The fairy-tale ending would have been me getting into Oxford. I wanted to start the day after the fairy tale, what happens after you’ve achieved your wildest dreams. I think the reality is that the more barriers disabled people tear down, the more barriers are on the other side, and I wanted to be honest about how my accomplishments have not inoculated me against that. Oxford was a snapshot that included everything I wanted to say.

In the book, you advocate for “living dangerously.” Can you expand on what you mean by that, and how it’s shaped the way you live?

I think dangerous living is really self-advocacy, even at the risk of being labeled unreasonable or entitled. Either I live the life I really want to live, or I live a life that is “easier.” I actually think it’s the harder life; it comes at the expense of authenticity. I don’t judge any disabled person who chooses not to live dangerously, though. The onus should never be on disabled people. The onus should be on society and the systemic inequalities we navigate every day.

What was the easiest part of this book to write? The most difficult?

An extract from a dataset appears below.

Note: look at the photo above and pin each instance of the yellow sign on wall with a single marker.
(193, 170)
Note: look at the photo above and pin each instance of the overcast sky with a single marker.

The hardest parts dealt with my own acquiescence to mistreatment. How, in some ways, I was actively participating in my own struggle, because that’s what we do sometimes to get along. I have this reputation for being a fierce and determined advocate, but behind closed doors, I began to question whether this life is worth it. The easy parts were about the advocates I’ve met along the way. I take great pleasure in being able to tell people how I feel about them.

Where did the title come from?

I think “sipping Dom Pérignon through a straw” perfectly encapsulates resisting ableism and wanting a larger, more extraordinary life. I’m not just interested in access to the building using a ramp. I’ve come for the whole building, and I think the title articulates the kind of freedom I’m looking for.

What do you hope people will take away from your story?

What I really hope people understand is that ableism includes all of us, whether you have a disability or not. Ableism doesn’t just dehumanize disabled people—it strips nondisabled people of their own humanity, because it is about dictating a very narrow conception of what it means to be a productive, valuable human being. I hope people don’t just categorize this as a disability memoir. It’s a memoir about liberation, about asking us to reimagine our institutions so they validate all of us, no matter who we are or where we come from.